For a small country, Portugal has a lot of scientific and anecdotal data to offer the world about protecting people from substance abuse. At The Guardian, Susana Ferreira spends time in Portugal’s north and south, examining the sweeping shift from a standard punitive approach to drug use to one focused on harm-reduction. Since decriminalizing drug possession and consumption in 2001, the country has staved off a massive drug epidemic and its associated issues, from HIV to overflowing prisons.

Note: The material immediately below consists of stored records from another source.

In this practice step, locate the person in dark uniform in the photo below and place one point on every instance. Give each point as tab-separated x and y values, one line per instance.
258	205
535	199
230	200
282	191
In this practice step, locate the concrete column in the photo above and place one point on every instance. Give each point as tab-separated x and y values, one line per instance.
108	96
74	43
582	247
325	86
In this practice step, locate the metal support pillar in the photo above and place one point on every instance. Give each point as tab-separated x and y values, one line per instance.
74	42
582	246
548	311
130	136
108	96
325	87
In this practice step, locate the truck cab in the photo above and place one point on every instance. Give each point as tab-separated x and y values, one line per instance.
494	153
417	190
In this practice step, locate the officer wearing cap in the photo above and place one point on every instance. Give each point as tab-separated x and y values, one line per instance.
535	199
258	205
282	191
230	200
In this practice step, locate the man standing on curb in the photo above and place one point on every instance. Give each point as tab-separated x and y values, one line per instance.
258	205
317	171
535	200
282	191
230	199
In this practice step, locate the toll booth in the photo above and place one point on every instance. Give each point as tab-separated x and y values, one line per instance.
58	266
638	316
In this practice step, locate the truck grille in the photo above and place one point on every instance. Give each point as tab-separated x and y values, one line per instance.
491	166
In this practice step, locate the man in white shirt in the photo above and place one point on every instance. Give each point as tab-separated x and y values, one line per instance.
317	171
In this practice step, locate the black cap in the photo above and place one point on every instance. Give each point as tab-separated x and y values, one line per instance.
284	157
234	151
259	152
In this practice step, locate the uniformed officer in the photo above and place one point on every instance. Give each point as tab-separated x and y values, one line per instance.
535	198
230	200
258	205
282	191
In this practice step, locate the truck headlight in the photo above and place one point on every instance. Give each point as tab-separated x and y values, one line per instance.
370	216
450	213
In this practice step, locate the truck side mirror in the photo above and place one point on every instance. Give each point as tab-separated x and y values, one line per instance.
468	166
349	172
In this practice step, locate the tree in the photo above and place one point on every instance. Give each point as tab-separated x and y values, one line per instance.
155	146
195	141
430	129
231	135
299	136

Ferreira examines the subtle cultural shifts that underpin Portugal’s success: no longer thinking of soft versus hard drugs, no longer looking at drug users as ‘junkies,’ but as ‘people with addiction disorders.’ Success requires social services and as well as new ways of thinking, which are things the U.S. has long struggled with, but should strongly reconsider as we suffer our own opioid epidemic.
“These social movements take time,” Goulão told me. “The fact that this happened across the board in a conservative society such as ours had some impact.” If the heroin epidemic had affected only Portugal’s lower classes or racialised minorities, and not the middle or upper classes, he doubts the conversation around drugs, addiction and harm reduction would have taken shape in the same way. “There was a point whenyou could not find a single Portuguese family that wasn’t affected. Every family had their addict, or addicts. This was universal in a way that the society felt: ‘We have to do something.’”
Portugal’s policy rests on three pillars: one, that there’s no such thing as a soft or hard drug, only healthy and unhealthy relationships with drugs; two, that an individual’s unhealthy relationship with drugs often conceals frayed relationships with loved ones, with the world around them, and with themselves; and three, that the eradication of all drugs is an impossible goal.
“The national policy is to treat each individual differently,” Goulão told me. “The secret is for us to be present.”